Quid des exceptions au modèle ?

« L’universel républicain » ne serait pas figé dans ses déclinaisons concrètes. Au-delà des grands principes fondateurs il évolue en confrontation avec la « subsidiarisation » car les fonctions traditionnelles de l’Etat national ont été rognées par le bas avec l’émergence du local (cf notamment mais pas seulement les deux vecteurs de diversité ci-dessus) et par le haut avec la construction très libérale de l’Europe.

 

Le MRAP est soucieux de promouvoir la diversité en évitant la communautarisation et l’ethnicisation du social que de trancher sur ces questions théoriques. L’orientation est en débat.

Christian DELARUE

Secrétaire national du MRAP

1) Haut Conseil à l’Intégration 1998 :

Lutte contre les discriminations : faire respecter le principe d’égalité : rapport au Premier ministre

2) Yazid Sabeg et Laurence Méhaignerie « Les oubliés de l’égalité des chances » mais aussi Laurent BLIVET « Ni quotas, ni indifférence : l’entreprise et l’égalité positive. » Claude BEBEAR Minorités visibles : relever le défi de l’accès à l’emploi et de l’intégration dans l’entreprise.
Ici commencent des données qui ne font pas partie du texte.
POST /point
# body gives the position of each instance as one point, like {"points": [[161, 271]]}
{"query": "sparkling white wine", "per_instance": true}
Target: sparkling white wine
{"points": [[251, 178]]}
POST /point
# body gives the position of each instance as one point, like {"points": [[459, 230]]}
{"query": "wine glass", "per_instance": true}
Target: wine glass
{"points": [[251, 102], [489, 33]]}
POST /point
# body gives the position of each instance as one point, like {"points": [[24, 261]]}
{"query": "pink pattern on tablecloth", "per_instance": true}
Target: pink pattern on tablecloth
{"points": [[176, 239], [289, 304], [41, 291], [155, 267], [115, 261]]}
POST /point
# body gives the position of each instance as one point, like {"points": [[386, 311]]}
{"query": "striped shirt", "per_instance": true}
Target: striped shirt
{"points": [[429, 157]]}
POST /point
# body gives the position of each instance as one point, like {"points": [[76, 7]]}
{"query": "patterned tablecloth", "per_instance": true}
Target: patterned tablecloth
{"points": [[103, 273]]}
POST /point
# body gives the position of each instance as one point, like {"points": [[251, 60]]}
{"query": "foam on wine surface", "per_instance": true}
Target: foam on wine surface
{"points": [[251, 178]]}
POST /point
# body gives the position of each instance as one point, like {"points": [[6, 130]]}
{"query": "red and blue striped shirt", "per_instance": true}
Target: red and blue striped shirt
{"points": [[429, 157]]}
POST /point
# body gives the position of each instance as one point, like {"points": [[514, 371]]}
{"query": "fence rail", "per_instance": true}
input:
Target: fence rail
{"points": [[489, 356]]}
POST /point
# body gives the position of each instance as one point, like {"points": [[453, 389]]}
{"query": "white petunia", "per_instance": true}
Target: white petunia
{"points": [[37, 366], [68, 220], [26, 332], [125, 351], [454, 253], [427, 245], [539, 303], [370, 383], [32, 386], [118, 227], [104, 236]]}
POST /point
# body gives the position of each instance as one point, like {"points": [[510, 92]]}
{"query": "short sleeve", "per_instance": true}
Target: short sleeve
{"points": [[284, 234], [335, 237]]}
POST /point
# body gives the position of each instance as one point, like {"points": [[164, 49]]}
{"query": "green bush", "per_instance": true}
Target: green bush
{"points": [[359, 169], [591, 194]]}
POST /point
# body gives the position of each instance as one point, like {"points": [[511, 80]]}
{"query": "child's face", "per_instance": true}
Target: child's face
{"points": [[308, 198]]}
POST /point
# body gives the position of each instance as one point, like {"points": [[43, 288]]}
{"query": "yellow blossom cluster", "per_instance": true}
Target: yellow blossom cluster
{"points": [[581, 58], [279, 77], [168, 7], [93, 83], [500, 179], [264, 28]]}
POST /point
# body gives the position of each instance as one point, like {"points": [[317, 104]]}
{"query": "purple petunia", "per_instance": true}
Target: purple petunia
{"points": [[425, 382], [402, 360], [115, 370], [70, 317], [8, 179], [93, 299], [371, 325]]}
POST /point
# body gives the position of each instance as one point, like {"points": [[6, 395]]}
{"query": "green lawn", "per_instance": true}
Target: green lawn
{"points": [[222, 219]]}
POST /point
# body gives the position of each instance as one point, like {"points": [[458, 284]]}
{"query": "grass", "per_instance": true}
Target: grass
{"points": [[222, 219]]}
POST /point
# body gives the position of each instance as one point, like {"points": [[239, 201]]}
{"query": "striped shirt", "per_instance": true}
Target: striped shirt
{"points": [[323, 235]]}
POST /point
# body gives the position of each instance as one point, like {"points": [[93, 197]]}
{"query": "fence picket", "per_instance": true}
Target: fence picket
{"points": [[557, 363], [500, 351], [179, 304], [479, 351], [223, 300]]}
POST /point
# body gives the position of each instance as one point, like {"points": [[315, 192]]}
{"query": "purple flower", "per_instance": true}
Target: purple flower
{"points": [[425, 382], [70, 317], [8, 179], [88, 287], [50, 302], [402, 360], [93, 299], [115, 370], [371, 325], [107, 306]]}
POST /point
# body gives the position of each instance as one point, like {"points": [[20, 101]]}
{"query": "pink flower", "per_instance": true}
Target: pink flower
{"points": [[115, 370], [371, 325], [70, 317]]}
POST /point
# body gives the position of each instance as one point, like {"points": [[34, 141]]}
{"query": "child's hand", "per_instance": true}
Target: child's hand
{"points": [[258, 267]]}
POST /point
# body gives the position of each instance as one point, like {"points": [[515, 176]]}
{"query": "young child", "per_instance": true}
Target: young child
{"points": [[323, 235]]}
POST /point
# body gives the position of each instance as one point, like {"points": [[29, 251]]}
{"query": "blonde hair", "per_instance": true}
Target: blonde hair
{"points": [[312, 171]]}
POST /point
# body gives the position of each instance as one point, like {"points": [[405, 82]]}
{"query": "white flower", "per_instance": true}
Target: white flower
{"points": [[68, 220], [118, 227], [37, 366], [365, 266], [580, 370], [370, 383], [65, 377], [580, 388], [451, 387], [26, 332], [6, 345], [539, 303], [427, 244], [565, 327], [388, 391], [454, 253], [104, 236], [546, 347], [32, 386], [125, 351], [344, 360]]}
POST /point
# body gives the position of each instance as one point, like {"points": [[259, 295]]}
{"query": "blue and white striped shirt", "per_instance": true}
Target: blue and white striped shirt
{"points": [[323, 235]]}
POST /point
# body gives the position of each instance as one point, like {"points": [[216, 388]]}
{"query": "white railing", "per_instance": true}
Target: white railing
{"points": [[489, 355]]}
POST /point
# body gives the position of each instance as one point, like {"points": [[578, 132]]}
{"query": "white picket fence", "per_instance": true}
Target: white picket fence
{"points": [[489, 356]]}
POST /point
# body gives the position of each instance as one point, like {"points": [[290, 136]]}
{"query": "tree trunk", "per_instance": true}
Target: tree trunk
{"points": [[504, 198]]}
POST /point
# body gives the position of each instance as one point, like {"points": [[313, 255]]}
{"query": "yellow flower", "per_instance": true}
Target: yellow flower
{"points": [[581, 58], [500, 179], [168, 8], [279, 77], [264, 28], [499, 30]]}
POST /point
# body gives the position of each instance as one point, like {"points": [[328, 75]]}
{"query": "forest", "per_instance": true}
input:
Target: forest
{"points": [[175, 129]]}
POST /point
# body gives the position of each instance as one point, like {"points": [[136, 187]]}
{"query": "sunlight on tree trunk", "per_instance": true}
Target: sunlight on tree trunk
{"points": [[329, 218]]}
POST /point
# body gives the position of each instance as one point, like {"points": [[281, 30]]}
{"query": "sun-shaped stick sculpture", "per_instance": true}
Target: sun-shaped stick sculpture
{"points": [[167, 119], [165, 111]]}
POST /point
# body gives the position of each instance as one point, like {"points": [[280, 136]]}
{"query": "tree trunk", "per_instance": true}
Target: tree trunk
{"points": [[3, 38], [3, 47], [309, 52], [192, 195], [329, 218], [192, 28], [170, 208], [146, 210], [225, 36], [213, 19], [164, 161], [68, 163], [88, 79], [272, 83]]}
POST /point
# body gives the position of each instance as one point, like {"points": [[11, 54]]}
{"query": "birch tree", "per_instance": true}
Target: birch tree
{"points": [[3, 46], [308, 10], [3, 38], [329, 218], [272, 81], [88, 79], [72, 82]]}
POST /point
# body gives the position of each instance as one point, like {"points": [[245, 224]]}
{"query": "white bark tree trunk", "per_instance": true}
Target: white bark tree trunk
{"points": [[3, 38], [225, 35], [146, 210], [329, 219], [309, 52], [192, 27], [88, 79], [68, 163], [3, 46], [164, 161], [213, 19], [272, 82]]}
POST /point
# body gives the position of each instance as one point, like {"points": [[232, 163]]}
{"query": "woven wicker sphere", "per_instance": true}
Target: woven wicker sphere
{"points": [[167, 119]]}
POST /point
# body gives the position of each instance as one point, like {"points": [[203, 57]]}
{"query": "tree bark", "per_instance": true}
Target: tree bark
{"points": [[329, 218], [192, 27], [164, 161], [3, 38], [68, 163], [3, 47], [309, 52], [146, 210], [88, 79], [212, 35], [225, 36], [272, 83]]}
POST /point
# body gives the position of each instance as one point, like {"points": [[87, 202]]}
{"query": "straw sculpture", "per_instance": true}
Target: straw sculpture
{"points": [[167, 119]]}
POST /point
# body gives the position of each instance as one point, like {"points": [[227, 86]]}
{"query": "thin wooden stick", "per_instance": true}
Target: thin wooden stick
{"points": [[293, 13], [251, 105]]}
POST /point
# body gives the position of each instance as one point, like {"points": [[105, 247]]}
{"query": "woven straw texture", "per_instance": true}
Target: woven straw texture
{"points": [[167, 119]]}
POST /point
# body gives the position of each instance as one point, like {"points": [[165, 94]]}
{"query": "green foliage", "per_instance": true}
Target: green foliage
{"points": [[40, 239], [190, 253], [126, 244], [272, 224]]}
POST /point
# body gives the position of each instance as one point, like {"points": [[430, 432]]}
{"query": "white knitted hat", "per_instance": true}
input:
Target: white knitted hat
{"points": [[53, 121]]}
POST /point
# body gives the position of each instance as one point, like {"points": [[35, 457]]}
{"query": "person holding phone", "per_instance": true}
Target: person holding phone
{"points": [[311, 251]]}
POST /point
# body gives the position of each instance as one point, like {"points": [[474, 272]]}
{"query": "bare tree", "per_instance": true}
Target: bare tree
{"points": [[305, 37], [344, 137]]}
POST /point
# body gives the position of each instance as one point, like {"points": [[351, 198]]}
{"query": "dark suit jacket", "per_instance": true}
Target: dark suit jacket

Sur les chartes et l’institut Montaigne :

http://www.institutmontaigne.org/charte-de-la-diversite-dans-l-entreprise-2050.html

3) Rapport VERSINI

http://www.ladocumentationfrancaise.fr/brp/notices/054000049.shtml

et l’appréciation d’un syndicat : le SNADGI-CGT (Impôts)

http://www.snadgi.cgt.fr/spip/IMG/pdf/INFO-SNADGI-No100.pdf

4) Réponse sociale dans les quartiers Christian Delarue

http://www.mrap.fr/interventions/confdebquartiers-1.pdf

5) Michel WIEVIORKA (dir) Une société fragmentée, le multiculturalisme en débat. La Découverte 1996.

6) Cf. Une discrimination positive à la française ? Ethnicité et territoire dans les politiques de la ville par Miléna DOYTCHEVA in La Découverte 2007 avec une préface de Dominique SCHNAPPER. Miléna DOYTCHEVA a également publié en 2005 « Le multiculturalisme » en collection Repères ed La Découverte.

7) Cf. sur ce point : La mise en concurrence des compétences ou les dévoiements de la reconnaissance libérale.